I am sceptical. The appalling tales of what happened in Mid-Staffs - the women who arrived to find her mother's hair covered with faeces, the old man forced to stay on a commode for 55 minutes wearing only a pyjama top - are unlikely, in themselves, to shift public attitudes formed over 65 years. This is not only because the left has a vested interest in championing the ideal of a centrally-planned system designed in an era when communism seemed to be the wave of the future. (Please note Paul Abbott's brilliant blog on this site about the silence of 38 Degrees over Mid-Staffs.) It is also because voters' views are partly shaped by fear.
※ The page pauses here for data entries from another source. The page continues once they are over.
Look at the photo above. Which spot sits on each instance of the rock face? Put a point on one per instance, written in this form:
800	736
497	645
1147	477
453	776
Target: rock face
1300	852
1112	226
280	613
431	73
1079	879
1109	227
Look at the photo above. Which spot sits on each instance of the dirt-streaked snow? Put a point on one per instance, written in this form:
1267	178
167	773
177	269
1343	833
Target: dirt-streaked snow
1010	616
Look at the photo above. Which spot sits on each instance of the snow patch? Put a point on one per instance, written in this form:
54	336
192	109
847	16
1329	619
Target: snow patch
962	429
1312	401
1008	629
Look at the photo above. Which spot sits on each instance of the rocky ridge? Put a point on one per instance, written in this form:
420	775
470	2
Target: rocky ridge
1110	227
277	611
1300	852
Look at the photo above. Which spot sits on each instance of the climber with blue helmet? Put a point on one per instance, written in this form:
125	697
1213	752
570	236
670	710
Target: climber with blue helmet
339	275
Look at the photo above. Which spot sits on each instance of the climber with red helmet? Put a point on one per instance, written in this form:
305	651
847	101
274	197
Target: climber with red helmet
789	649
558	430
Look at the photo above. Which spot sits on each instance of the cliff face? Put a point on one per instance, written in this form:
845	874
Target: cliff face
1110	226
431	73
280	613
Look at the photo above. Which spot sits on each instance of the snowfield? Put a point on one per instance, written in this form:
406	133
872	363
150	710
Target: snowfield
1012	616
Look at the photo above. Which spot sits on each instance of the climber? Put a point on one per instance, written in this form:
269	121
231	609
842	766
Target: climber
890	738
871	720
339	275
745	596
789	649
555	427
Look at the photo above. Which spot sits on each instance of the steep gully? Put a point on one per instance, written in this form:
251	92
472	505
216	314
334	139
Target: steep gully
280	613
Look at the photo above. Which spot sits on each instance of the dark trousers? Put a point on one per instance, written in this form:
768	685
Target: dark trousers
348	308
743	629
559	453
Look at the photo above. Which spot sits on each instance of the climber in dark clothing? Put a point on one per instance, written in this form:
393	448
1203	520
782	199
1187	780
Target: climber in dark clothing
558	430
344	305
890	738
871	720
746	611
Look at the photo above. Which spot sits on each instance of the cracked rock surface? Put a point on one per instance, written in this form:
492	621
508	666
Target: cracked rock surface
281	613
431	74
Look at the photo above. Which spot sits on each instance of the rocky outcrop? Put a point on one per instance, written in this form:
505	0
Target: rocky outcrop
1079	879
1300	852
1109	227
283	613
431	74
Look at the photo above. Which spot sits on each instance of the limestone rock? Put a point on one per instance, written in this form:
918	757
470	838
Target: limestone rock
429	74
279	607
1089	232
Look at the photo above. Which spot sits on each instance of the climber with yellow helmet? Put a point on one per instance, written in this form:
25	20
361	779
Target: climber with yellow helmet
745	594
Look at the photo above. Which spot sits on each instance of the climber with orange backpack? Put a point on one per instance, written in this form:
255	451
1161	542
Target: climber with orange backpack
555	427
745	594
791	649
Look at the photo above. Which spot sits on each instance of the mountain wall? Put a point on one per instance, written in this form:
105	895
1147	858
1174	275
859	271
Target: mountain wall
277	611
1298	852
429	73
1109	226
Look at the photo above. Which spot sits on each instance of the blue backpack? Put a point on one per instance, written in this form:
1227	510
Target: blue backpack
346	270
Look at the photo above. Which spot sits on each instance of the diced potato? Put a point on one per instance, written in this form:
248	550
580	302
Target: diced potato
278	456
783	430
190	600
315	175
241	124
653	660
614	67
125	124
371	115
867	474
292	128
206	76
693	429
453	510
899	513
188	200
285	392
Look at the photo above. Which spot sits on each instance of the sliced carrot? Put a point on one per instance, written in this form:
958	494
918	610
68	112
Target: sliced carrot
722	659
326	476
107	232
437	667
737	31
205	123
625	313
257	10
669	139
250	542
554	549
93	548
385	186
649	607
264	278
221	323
They value the NHS they know because they're frightened of an alternative for which they might to pay upfront.
In a nutshell, Britain's private spending on healthcare is low by international standards, and our eggs are therefore lumped in the basket of a taxpayer-financed system that has both strengths and weaknesses (cancer survival rates don't compare well with those of some of our competitors). Despite Alan Milburn's involvement of the private sector, which his own Government rowed back on, and the Coaliton's welcome return to fundholding, there is no guarantee that the post-Francis Report changes will work. Hunt reiterated some of them in a speech yesterday: "the prospect of hospital super-heads and a new chief inspector of family doctors".
But as the Health Secretary himself pointed out, there is "regulatory madness" in the NHS. It is therefore hard to see how more regulation - even if it doesn't require primary or secondary legislation - will cure the disease. Nor can Hunt himself shift public attitudes. It is astute of him to try to get ahead of the "NHS funding crisis" - complete with closed wards, protesting staff and patients waiting in ambulances parked outside A & Es - that is likely to happen on his watch. (That it hasn't yet, despite planned real-terms spending increases of 0.1% a year, suggests that the hospital trusts still have formidable amounts of money banked away.) But he knows that he will be cast as the Government's whipping-boy in such an event.
None the less, the Health Secretary's aim of being angrier with the failures of the NHS than any patient has a point. Elsewhere, NHS patients are everyday consumers - with ever-shifting tastes and constantly rising expectations. Healthcare can't be shielded from the trend indefinitely (food standards certainly aren't: consider the horsemeat row). And there are more Mid-Staffs-type scandals coming down the line. The schemes of governments will gradually improve healthcare less than Douglas Carswell-style consumer pressure and information. When a "cutting-edge theatre company" produces a satire parodying the Boyle extraganza - unfair as it may be - we will know that healthcare culture change has well and truly arrived.